Prior to launch, the South African study was subject to rigorous review and has been approved by the South African Health Products Regulatory Authority (SAHPRA) and the Human Research Ethics Committee of the University of the Witwatersrand.

"It is essential that vaccine studies are performed in southern hemisphere countries, including in the African region, concurrently with studies in northern hemisphere countries," said Professor Helen Rees, Chair of SAHPRA and Executive Director of the Wits Reproductive Health and HIV Institute.

"This allows evaluation of the efficacy and safety of candidate vaccines to be assessed in a global context, failing which the introduction of many life-saving vaccines into public immunization programs for low-middle income countries frequently lags behind those in high-income countries."

The technical name of the AZD1222 vaccine is ChAdOx1 nCoV-19, as it is made from a virus called ChAdOx1, which is a weakened and non-replicating version of a common cold virus. The vaccine has been engineered to express the SARS-CoV-2 spike protein.

The vaccine was made by adding genetic material - called spike glycoprotein - that is expressed on the surface of SARS-CoV-2 to the ChAdOx1 virus.

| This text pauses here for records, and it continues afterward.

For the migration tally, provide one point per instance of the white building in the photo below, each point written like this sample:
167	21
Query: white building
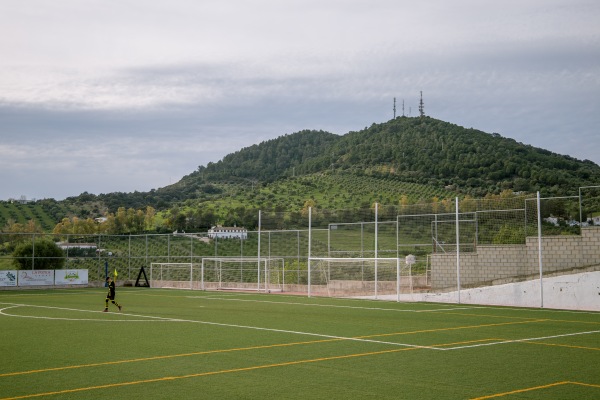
224	232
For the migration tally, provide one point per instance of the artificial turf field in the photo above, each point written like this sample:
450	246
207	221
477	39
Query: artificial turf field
176	344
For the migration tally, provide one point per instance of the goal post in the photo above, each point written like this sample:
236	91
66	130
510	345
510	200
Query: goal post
242	273
355	277
174	275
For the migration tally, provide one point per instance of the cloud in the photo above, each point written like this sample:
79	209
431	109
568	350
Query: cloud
134	95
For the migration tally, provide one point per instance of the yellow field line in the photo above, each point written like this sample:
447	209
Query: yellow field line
535	388
256	348
100	364
452	329
200	374
565	345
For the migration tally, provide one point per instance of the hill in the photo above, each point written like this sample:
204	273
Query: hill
418	150
404	159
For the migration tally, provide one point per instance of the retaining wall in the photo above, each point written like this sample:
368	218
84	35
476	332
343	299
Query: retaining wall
502	264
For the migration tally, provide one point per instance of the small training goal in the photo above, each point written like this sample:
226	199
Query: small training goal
354	277
242	273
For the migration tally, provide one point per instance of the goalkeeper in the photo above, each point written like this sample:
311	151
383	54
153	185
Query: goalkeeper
111	294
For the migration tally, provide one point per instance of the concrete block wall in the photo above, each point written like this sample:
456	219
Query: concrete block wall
497	263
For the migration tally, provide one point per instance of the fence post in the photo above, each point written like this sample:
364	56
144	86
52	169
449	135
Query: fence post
258	245
540	251
457	251
309	244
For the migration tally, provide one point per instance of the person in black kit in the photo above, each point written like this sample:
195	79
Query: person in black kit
111	294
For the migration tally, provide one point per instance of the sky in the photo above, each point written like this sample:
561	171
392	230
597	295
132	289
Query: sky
132	95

This spike glycoprotein is usually found on the surface of the novel coronavirus and is what gives the coronavirus its distinct spiky appearance.

These spikes play an essential role in laying a path for infection by the coronavirus. The virus that causes COVID-19 uses this spike protein to bind to ACE2 receptors on human cells.

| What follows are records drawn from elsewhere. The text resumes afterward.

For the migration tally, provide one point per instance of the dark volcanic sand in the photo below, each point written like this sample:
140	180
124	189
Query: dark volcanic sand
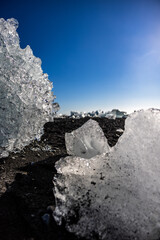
26	182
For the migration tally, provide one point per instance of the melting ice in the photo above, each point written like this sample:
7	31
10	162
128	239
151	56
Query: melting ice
25	92
115	195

ACE2 is a protein on the surface of many cell types. It is an enzyme that generates small proteins that then go on to regulate functions in the cell. In this way, the virus gains entry to the cells in the human body and causes Covid-19 infection.

Researchers have shown that antibodies produced against sections of the spike protein after natural infection are able to neutralize (kill) the virus when tested in the laboratory.

Dr. Sandile Buthelezi, the Director-General of Health in the National Department of Health, said: "The National Department of Health is excited at the launch of this vaccine trial, which will go a long way to cement South Africa's leadership in the scientific space.”

“With COVID-19 infections increasing every day, the development of the vaccine will be the last solution in the long term, and we are fully behind the team leading this trial."